May 5, 2004

Halfway to NJSIAA football deadline

By TOM WILLIAMS
Sports Columnist


Travel has shortened many a career in sports.

Professional athletes and coaches frequently tire of boarding planes and living in hotel rooms. Guys like ABC broadcaster John Madden, who gets to ride from game to game in a private tour bus, are few and far between.

You’ll also find high school coaches who get tired of riding “the yellow buses” year after year. At Ocean City High School you might hear a coach lament, “This is going to be a long day, we’ve got to travel to Middle Township after school.”

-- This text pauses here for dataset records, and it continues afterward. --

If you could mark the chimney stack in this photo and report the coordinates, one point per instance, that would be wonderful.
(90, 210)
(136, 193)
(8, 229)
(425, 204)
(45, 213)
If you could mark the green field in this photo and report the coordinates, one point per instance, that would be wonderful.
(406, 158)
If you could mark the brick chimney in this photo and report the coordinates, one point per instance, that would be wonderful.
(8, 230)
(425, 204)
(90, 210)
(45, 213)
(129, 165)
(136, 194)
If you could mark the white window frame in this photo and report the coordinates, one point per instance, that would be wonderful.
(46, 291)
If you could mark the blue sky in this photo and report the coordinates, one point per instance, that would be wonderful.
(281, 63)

“I just laugh,” said Diane Hickey, second-year head coach of the OCHS girls lacrosse team. “I look forward to away games at places like Middle Township. That’s a piece of cake for us.”

And no wonder.

Last week started for Hickey and her lacrosse team with a yellow bus trip up the Atlantic City Expressway to Collingswood on Tuesday. The next day they were back on Route 206, headed to Medford. On Friday it was down the Parkway to Lower Cape May. And, on Saturday, it was up Route 73 to Winslow Township.

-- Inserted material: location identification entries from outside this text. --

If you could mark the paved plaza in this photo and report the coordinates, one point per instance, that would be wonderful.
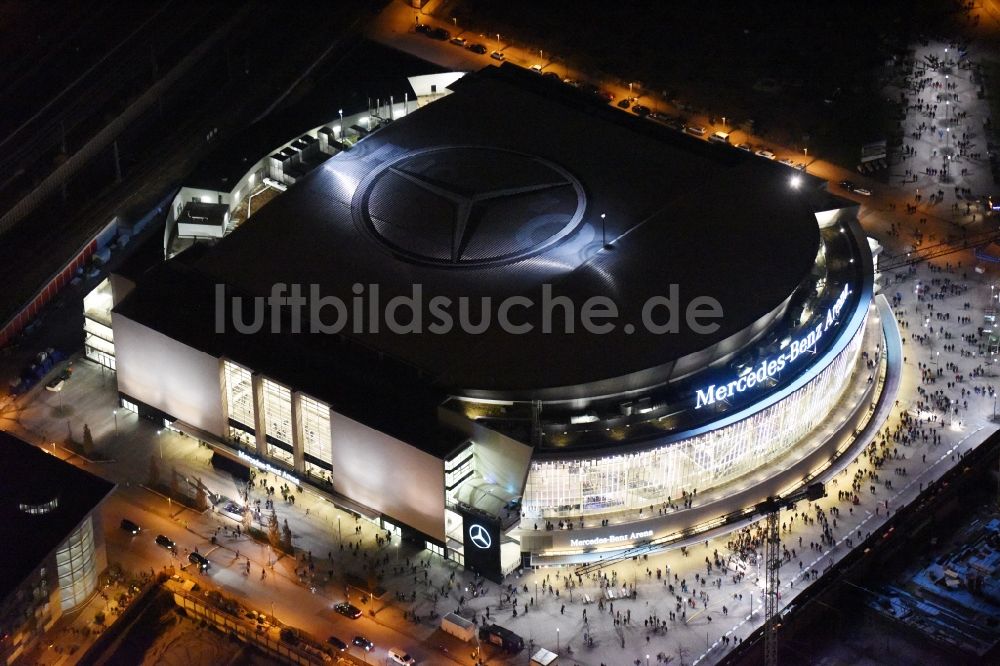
(685, 605)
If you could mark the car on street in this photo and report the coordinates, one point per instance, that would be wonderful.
(348, 610)
(851, 186)
(130, 527)
(398, 656)
(337, 644)
(199, 561)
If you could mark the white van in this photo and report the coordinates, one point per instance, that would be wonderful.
(398, 656)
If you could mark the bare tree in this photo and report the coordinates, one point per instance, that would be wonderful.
(201, 498)
(154, 471)
(286, 537)
(88, 440)
(273, 531)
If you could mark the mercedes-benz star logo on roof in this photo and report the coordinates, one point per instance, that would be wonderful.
(479, 537)
(468, 206)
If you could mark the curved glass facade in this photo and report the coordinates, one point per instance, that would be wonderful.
(76, 566)
(637, 480)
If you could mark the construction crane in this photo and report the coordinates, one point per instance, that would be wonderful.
(771, 508)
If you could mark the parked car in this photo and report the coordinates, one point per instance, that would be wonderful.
(398, 656)
(348, 610)
(165, 542)
(199, 561)
(338, 645)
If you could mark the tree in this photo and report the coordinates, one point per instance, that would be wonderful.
(88, 440)
(286, 537)
(273, 532)
(247, 517)
(154, 471)
(201, 498)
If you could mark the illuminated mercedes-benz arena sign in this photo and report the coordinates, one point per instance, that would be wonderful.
(514, 186)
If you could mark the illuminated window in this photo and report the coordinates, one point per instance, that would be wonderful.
(76, 566)
(278, 421)
(239, 395)
(638, 480)
(36, 509)
(316, 440)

Lacrosse is not a Cape-Atlantic League sport right now. Only Ocean City, Millville, Middle and Lower Cape May have teams, not enough for it to become a CAL championship sport.

“I hope that changes soon,” said OCHS athletics director Paul LeFever. “There are lots of sports being discussed all the time and girls lacrosse is one of them. We need three or four more teams in the league before it can become an official league sport.”

There are other sports in similar situations. Only St. Augustine Prep and St. Joseph have ice hockey teams. Hammonton is the only school in the league with a bowling team. But those schools are on the northwest part of the CAL map, much closer to the schools they are forced to play. For Ocean City, Middle and Lower, the lacrosse teams are pretty far away.

“The kids bring books and CD players,” Hickey said, “just like on any bus trips. They’ll do homework and help each other with problem areas. A lot of times they’ll sleep. I can see the bus trips exhaust them. On some of these trips we leave Ocean City at 1:45 and don’t get back until after 8. Fortunately, we all love the sport. But the travel makes it pretty tough.”

Lacrosse may not be next in line to become a CAL sport. One athletic director thought girls swimming might be next. The majority of schools have coed swim teams, though the number of schools with both boys and girls swimming is growing. In addition, new NJSIAA rules make it tough for girls who are good swimmers to compete in state girls events when their school has no girls team.

Another sport that could enter the CAL scene soon is volleyball. St. Augustine Prep has boys volleyball and St. Joe has girls volleyball. But it is a fairly easy sport to start, reasonably inexpensive and a sport with which most high school students are familiar. Girls volleyball is a fall sport in New Jersey and boys volleyball is a spring sport. This spring there are 26 girls lacrosse teams in South Jersey and 15 boys volleyball teams.

So, an end to their travel schedule seems at least a few years away for the OCHS girls lacrosse team. They entered this week with a 4-6 record, needing to get over .500 through games of next Tuesday. With four games before the deadline, they’ll need to win at least three of them.

The first was against Cherry Hill West at home earlier this week. Then it’s down the Parkway to Middle Township on Wednesday, up the White Horse Pike to Paul VI on Friday and up Route 70 to Camden Catholic on Monday.

Just another week for Diane Hickey and her Road Raiders.